Now that solar panels have popped up on roofs across California, one of the next challenges for unlocking their potential and integrating the energy that they produce into the grid is the development of batteries that can store energy during the day (when the sun is shining, but little power is being consumed) and then allow the energy to be used in the evening (when the sun is setting, but energy demand rises drastically). California regulators have just clarified rules that should greatly increase the pace at which companies and customers across the state will be installing and connecting solar PV panels supported by battery systems to the grid. Installations of these systems has been stalled in recent years because California utilities were requiring that applicants complete extensive interconnection studies and pay thousands of dollars in additional fees before the storage systems were connected. These requirements had stifled the interconnection of these types of behind-the-meter energy storage systems across the state.
On May 15, 2014, the California Public Utilities Commission unanimously approved a decision that exempts many solar storage projects from fees and interconnection studies. (here is the proposed decision, which the Commission approved this morning.) The decision clarifies existing policy set out in the seventh edition of the Renewables Portfolio Standard Eligibility Guidebook (Guidebook) regarding the treatment of energy storage systems under the state’s net energy metering (NEM) program. The Commission clarified that energy storage systems are exempt from interconnection application fees, supplemental review fees, costs for distribution upgrades, and standby charges when interconnecting under the current NEM tariffs if these systems: (1) are paired with NEM-eligible generation facilities (e.g., a rooftop solar installation); and (2) qualify under the Guidebook as an “addition or enhancement” to NEM-eligible systems.

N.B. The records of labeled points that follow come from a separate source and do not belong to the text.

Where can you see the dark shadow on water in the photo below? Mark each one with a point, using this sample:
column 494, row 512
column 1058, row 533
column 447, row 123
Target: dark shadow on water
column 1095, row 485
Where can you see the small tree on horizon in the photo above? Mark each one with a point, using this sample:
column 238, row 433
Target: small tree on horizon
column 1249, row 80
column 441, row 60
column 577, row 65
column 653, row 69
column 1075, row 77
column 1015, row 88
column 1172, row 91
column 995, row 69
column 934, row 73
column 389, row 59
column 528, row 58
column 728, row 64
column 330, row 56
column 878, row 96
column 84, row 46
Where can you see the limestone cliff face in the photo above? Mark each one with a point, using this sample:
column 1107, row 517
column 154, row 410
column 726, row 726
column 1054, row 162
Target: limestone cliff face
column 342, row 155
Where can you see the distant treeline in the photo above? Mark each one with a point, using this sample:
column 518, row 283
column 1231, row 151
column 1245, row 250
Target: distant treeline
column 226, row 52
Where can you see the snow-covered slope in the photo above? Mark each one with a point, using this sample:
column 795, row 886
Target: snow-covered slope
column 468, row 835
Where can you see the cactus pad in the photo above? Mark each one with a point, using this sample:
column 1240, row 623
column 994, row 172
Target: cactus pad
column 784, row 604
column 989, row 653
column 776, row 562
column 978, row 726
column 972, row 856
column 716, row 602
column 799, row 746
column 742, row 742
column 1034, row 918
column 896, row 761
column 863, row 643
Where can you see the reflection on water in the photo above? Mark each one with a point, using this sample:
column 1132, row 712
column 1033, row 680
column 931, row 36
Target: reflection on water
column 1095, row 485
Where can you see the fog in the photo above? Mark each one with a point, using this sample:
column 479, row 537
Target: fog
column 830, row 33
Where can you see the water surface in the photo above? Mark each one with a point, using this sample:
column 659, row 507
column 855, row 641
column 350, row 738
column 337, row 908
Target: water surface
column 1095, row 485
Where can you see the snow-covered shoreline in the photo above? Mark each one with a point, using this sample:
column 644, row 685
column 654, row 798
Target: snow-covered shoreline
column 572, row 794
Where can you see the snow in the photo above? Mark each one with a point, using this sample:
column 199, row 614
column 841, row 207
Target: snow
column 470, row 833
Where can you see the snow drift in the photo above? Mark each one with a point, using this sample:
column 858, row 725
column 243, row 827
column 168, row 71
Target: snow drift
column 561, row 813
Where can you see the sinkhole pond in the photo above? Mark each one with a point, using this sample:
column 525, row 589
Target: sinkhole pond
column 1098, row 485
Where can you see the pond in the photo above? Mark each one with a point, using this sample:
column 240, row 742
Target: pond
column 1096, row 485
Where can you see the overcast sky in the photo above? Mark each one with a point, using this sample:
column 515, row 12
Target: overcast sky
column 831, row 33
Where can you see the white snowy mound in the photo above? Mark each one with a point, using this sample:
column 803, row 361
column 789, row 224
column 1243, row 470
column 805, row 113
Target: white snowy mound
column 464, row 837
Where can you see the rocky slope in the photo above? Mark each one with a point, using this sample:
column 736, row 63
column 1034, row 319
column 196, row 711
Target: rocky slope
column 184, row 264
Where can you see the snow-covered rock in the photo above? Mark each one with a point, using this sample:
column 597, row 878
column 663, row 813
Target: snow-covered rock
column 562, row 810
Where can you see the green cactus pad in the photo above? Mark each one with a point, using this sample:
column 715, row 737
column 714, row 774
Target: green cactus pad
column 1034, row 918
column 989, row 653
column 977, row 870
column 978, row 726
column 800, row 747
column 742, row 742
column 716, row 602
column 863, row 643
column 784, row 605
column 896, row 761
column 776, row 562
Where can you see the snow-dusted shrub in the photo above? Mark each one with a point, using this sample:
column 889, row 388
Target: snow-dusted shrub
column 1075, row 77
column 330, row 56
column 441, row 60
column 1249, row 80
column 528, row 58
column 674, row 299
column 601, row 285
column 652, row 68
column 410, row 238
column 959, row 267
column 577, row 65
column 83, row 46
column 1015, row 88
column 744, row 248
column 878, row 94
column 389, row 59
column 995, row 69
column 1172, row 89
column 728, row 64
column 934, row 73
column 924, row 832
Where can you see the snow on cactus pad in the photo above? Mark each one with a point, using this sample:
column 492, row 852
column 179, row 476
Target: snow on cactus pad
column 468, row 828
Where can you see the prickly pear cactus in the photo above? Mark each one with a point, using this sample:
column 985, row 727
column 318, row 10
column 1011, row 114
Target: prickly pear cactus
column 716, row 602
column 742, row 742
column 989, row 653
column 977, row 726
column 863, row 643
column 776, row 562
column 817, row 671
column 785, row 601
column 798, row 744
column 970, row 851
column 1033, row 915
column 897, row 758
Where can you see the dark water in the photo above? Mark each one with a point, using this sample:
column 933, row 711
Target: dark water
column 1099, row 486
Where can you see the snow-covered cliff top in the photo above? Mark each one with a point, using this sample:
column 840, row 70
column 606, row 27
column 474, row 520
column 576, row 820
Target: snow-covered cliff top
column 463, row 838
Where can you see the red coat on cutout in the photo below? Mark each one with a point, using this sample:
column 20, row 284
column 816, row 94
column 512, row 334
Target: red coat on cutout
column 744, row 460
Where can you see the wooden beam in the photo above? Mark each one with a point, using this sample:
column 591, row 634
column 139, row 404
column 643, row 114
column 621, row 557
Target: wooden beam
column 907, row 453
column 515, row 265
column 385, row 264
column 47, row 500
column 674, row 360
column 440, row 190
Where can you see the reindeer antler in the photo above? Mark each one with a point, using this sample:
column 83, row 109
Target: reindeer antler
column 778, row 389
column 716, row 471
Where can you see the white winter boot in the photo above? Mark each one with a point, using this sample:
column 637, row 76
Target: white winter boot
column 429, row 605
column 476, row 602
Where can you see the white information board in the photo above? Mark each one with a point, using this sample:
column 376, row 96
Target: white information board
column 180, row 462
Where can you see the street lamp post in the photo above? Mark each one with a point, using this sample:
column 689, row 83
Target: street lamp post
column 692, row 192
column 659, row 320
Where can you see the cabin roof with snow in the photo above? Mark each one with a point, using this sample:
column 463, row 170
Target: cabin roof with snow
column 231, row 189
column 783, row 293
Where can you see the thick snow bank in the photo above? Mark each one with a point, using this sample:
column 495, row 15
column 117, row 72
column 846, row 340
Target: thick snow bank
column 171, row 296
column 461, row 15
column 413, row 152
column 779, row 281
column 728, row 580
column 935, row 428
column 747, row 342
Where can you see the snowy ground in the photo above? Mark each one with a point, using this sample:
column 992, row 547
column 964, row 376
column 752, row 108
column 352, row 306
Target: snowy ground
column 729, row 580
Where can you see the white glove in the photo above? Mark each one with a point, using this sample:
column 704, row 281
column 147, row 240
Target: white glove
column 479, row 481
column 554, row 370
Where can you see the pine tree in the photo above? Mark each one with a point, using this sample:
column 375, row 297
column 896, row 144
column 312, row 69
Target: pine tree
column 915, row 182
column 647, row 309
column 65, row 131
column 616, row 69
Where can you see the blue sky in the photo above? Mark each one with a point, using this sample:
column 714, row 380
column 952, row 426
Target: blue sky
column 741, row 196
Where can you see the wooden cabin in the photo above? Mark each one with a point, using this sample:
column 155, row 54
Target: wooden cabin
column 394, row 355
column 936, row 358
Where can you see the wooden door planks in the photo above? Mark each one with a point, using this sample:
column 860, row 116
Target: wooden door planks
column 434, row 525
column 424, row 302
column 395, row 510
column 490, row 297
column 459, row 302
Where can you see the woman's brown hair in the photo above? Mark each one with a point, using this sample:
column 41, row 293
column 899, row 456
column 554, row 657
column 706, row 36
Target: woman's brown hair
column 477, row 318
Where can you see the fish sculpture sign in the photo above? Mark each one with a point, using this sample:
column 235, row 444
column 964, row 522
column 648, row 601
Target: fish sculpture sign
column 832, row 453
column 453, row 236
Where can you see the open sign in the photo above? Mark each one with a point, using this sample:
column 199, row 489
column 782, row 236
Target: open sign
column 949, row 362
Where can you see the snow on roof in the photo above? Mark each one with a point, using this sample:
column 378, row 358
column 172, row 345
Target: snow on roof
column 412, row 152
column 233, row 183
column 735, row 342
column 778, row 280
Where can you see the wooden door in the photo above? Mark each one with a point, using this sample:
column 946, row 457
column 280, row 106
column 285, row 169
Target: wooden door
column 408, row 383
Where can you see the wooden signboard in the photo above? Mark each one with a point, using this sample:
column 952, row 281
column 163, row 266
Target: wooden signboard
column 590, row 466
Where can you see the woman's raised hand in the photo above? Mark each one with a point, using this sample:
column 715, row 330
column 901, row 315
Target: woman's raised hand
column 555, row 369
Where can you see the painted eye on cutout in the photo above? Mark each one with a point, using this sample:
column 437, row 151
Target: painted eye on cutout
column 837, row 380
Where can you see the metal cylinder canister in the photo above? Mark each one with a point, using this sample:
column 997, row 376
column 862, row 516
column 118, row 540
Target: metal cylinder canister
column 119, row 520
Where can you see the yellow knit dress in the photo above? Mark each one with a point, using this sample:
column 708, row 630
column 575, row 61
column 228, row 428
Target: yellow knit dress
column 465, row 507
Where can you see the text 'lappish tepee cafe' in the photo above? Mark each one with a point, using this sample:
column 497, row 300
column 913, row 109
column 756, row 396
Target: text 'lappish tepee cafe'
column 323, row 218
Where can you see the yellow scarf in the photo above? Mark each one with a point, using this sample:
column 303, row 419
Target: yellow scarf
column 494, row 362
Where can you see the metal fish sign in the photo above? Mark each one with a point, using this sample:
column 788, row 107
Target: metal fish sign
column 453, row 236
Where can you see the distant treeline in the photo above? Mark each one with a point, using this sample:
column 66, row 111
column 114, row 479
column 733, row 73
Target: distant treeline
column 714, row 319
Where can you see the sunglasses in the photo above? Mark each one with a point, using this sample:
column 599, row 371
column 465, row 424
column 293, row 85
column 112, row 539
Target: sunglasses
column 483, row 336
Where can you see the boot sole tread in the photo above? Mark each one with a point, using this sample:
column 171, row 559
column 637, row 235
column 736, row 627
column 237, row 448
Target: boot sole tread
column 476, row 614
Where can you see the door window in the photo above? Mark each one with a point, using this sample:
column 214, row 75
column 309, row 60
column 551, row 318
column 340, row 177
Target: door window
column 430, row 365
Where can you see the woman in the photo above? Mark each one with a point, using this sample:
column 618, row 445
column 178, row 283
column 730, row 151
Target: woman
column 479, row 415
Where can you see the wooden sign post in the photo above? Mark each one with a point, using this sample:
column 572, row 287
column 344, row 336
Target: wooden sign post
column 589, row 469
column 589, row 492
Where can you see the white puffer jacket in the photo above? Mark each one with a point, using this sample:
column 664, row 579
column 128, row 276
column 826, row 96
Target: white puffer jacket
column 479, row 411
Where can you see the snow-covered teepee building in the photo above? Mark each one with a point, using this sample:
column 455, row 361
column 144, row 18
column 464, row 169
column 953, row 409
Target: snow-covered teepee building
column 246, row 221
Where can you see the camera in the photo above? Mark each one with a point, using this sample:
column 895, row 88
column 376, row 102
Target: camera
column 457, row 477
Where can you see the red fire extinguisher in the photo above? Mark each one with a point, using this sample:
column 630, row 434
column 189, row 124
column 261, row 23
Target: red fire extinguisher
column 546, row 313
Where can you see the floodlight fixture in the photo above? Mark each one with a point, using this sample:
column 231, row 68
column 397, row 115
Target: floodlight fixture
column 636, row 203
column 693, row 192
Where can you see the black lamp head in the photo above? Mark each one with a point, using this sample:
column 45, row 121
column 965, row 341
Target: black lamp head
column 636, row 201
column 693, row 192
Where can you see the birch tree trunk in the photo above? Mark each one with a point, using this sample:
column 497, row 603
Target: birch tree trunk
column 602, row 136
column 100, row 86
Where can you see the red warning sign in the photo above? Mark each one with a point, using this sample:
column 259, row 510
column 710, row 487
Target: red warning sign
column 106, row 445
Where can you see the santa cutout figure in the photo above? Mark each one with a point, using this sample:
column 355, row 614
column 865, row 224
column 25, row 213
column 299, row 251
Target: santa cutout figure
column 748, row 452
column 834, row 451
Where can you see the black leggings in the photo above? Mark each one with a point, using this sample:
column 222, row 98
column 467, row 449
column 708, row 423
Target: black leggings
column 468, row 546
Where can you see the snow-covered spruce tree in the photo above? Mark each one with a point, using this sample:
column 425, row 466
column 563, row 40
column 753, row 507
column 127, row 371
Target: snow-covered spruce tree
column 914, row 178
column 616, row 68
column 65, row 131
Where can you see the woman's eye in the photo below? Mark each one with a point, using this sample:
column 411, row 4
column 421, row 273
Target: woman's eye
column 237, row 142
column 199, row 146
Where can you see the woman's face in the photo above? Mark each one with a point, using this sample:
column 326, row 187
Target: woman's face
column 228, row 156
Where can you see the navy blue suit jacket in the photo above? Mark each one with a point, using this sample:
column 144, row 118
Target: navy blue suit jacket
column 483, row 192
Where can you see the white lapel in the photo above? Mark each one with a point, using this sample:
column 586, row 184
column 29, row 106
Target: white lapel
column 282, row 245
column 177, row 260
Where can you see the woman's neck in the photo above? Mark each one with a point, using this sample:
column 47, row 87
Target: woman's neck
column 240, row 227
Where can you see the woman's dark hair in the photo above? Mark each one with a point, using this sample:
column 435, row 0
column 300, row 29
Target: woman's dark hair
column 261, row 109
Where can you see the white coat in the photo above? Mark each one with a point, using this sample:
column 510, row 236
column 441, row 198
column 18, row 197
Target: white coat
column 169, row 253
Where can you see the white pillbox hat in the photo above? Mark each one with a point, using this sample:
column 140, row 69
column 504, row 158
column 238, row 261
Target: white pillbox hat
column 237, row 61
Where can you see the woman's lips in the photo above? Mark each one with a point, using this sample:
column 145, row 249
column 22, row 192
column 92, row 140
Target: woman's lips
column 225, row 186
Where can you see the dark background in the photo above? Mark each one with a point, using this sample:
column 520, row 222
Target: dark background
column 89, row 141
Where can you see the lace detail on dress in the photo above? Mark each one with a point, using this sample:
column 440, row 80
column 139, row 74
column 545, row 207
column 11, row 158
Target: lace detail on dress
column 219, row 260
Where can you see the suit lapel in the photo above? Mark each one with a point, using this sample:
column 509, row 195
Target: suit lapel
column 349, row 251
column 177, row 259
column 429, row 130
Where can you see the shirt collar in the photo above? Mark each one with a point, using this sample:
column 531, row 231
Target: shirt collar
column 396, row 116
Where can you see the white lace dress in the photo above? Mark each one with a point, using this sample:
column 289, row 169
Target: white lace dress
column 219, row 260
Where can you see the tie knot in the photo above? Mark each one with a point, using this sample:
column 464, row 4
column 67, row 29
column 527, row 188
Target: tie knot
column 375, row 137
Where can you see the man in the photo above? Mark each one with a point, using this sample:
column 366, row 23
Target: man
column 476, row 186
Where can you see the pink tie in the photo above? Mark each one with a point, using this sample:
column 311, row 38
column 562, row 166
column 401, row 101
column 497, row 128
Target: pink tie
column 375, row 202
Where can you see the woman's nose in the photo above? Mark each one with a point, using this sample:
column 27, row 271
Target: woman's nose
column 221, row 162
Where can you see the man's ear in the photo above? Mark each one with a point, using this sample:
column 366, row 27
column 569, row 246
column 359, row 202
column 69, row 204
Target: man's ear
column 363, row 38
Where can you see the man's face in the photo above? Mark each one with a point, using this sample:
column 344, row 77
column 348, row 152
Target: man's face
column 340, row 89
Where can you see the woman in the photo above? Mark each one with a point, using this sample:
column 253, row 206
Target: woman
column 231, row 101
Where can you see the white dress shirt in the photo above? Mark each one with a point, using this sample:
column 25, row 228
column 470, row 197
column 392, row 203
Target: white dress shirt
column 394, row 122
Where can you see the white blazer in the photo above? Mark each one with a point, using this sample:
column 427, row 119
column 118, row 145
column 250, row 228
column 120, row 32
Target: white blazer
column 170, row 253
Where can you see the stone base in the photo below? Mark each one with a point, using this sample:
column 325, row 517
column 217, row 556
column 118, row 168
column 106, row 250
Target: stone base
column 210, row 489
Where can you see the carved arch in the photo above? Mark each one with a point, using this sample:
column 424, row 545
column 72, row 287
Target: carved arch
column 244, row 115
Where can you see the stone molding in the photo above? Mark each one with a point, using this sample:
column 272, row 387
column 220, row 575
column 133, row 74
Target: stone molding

The decision also places certain limitations on the size of the storage systems and implements metering requirements aimed at protecting the NEM program, in order to help ensure that any energy sent onto the grid from these battery systems is truly “green” energy from the solar PV system and not simply “brown” energy that had previously been pulled from the grid.
The Commission’s decision is widely considered a victory for distributed storage and a rebuke to the California utilities for having failed to take “a more proactive and collaborative approach” with customers and companies that were looking for ways to interconnect these battery systems without incurring the additional fees and study requirements.
The decision comes after the Commission approved, in October of 2013, its proposed mandate that requires the state’s three investor-owned utilities (IOUs) to add 1.3 gigawatts of energy storage to the grid by 2020. The CPUC’s mandate calls for customer-sited storage, such as solar battery systems, to make up a significant portion of that total.